First, we need the probability that among the first five balls, excactly three were black (and therefore two were white). This is a standard hypergeometric probability exercise, and the answer is $$ \frac{\binom53\binom72}{\binom{12}5} = \frac{35}{132} $$ Then, the probability that after this, the sixth ball is white. At this point there are seven balls left, and five of them are white. So the probability of drawing one of them as the seventh ball is $$ \frac{5}{7} $$ Now just multiply these two probabilities together, and you get your $\frac{25}{132}$.

Answer 2

The probability that, in the first five balls, exactly three are black, is $$\frac{\binom{5}{3}\binom{7}{2}}{\binom{12}{5}} = \frac{35}{132}$$ since there are $\binom{5}{3}$ ways of drawing the black balls, $\binom{7}{2}$ ways of drawing the white balls, and $\binom{12}{5}$ ways of drawing five balls without restriction.

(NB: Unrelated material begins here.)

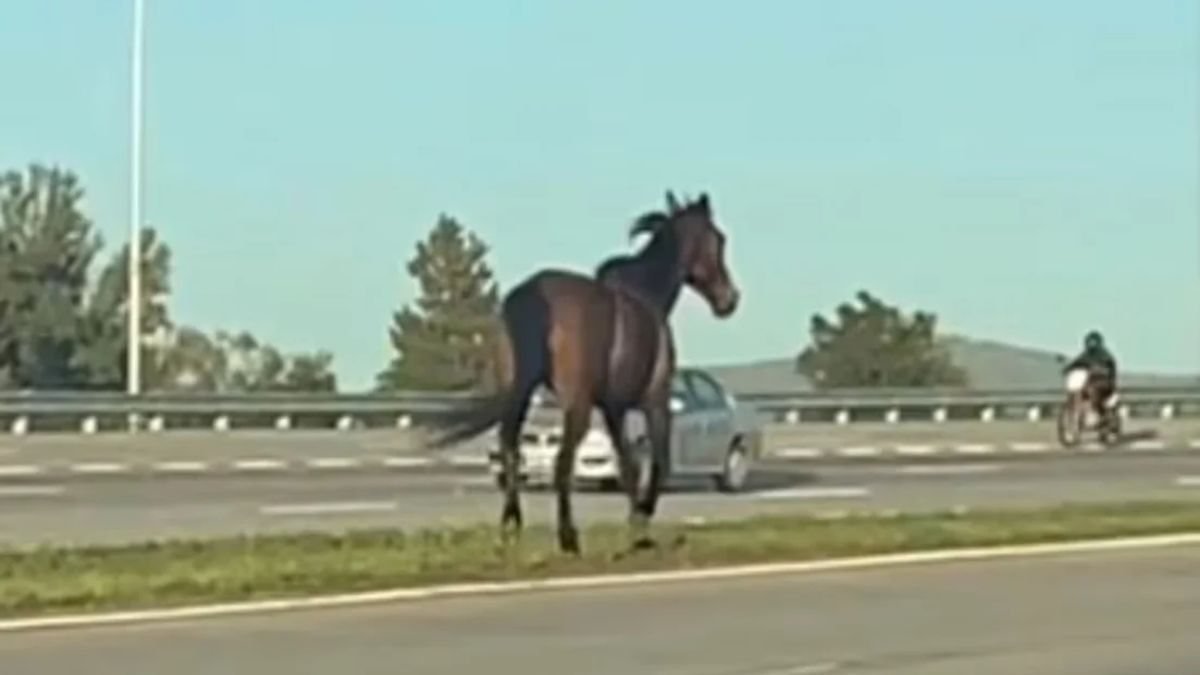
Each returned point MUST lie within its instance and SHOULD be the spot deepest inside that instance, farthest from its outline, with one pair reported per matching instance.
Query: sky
(1026, 169)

After those five are drawn, there are five white and two black balls left, so the probability that the sixth ball is white is $\frac{5}{7}$. Multiplying those together gives $\frac{25}{132}$.

Answer 3

Alternatively: The outcomes are: $$BBBWWW, BBWBWW, BBWWBW, BWBBWW, BWBWBW, \\ BWWBBW, WBBBWW, WBBWBW, WBWBBW, WWBBBW.$$ Hence the probability is: $$10\cdot \frac{5\cdot 4\cdot 3\cdot 7\cdot 6\cdot 5}{12\cdot 11\cdot 10\cdot 9\cdot 8\cdot 7}=\frac{25}{132}.$$

Answer 4

As posed:

No combinatorics necessary, it's an obfuscation.

Because exactly three black balls (and therefor two white) were drawn first, when you go to draw the sixth ball there must be 2 black and 5 white remaining.

Thus, the probability of drawing white is simply 5/7.

...but as @jpmc26 points out, the question probably means to ask, "what is the probability of drawing three blacks and two whites, and then drawing a white."